It's a humorous and joyous experience that, a lack of difficulty and variety in branching dialogue aside, is one I heartily recommend to all.
A game of halves is the best way to summarise Broken Age at this point. It’s not just that the point-and-click adventure title is split into two acts either, but it’s a consistently running theme throughout the enchanting tale.
From established developers Double Fine the crowd-funded title is unlike any other – attempting to avoid most common clichés instead harping back to the days of adventure game greatness. Broken Age is an impeccably written masterpiece showcased with an exquisite graphical style and auditory excellence that oozes wonder.
A beautiful blend of modern-day mechanics and traditional adventure gameplay result in a perfectly challenging adventure that requires some thinking to solve without being overly taxing. Those hoping for a rock solid outing will be disappointed but the freedom this provides is welcoming and lets the plot shine through. You can roam around at a leisurely pace, interacting with objects, uncovering the inner workings of the world and be safe in the knowledge that there’s no real way to fail. You will eventually succeed, it’s just a matter of time.
Swift character walking pace and auto-save are just two aspects that stop Broken Age from ever feeling bogged down by the weight of nostalgia, but it’s the two protagonists that keep you enthralled. You guide teenagers Vella and Shay through the polarising and unique stories in any order you wish. Whether that’s the entirety of one before another or jumping back and forth between them. Both are personable and intelligent with destiny at their doorstep.
Vella is a young woman who fights against her world’s tradition of sacrificing human offerings to the Mog Chothra, a giant beast that, without the sacrifices, would destroy their village – one that excels in delicious baked goods.
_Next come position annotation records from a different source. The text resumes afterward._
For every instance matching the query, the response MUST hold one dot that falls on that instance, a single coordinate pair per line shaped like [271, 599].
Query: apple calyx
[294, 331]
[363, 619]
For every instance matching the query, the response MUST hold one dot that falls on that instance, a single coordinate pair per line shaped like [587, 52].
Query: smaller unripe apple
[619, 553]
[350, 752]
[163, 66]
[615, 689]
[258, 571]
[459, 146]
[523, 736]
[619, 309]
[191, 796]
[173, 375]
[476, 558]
Vella is selected as one of the Mog Chtora’s appetisers but she decides to escape the barbaric ritual and set out on killing the tendriled beast despite the shame she casts over her family.
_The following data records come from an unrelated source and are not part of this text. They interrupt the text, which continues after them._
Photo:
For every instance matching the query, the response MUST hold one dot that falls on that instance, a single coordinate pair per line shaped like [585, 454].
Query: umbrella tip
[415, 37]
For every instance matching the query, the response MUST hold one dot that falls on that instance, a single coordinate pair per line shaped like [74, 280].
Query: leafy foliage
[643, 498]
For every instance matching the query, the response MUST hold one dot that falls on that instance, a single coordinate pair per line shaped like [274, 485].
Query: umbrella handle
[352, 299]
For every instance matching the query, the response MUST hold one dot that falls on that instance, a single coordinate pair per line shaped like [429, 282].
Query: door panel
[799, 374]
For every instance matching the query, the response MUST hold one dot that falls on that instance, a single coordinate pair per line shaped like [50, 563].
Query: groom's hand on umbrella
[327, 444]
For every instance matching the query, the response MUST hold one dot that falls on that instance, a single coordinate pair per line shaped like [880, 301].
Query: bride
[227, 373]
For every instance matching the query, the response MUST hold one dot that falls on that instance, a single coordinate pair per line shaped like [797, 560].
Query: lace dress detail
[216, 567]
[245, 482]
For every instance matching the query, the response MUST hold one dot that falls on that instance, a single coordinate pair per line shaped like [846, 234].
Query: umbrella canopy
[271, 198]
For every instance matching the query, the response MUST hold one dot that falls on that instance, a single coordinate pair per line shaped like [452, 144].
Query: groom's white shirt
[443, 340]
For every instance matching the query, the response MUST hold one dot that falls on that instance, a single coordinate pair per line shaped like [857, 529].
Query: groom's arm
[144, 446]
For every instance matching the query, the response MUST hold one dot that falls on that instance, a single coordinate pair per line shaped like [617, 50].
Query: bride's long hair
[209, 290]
Meanwhile, Shay is seemingly the sole passenger on a large spaceship embarked on Project Dandelion. His only means of companionship is the ship’s overly motherly computer who is constantly protecting him as he carries out extremely safe missions with the yarn folk. Never encountering danger leaves Shay immensely bored and frustrated and seeks out a new thrill outside of an attack of hugs and an avalanche of ice-cream.
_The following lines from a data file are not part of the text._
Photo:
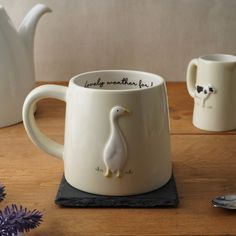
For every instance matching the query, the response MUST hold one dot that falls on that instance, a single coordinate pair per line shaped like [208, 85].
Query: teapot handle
[191, 76]
[37, 137]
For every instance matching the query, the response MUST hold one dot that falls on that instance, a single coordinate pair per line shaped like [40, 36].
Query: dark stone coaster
[166, 196]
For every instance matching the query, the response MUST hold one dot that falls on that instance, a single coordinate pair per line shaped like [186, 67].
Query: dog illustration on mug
[203, 92]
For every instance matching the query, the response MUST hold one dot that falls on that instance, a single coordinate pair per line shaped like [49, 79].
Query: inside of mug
[118, 80]
[219, 58]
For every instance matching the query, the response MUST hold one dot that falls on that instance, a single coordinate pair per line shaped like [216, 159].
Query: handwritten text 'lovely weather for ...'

How their tales unfold is something I do not wish to spoil but it’s safe to say that, whilst you may favour one more than the other, they are two superbly told stories. The worlds in which they inhabit are wonderfully creative and twirl an imaginative spin in unpredictable fantasy. Their endings have dramatic consequences for the following Act and quite how it will all play out is something that I cannot wait to see.
Broken Age is not a taxing adventure game by any stretch of the imagination but it requires some thought and that’s okay; as a result the story unfolds at a comfortable pace and guides you through effortlessly as you witness the marvellous narrative of Vella and Shay grow. The characters they encounter, lands they visit, puzzles they solve and contrasting lives they have are so perfectly realised it never fails to bring a smile to your face.
It’s by no means a lengthy Act, but as a result there’s no filler; no worry of it outstaying its welcome and, with more still to come, it leaves eager to continue. It’s a humorous and joyous experience that, a lack of difficulty and variety in branching dialogue aside, is one I heartily recommend to all.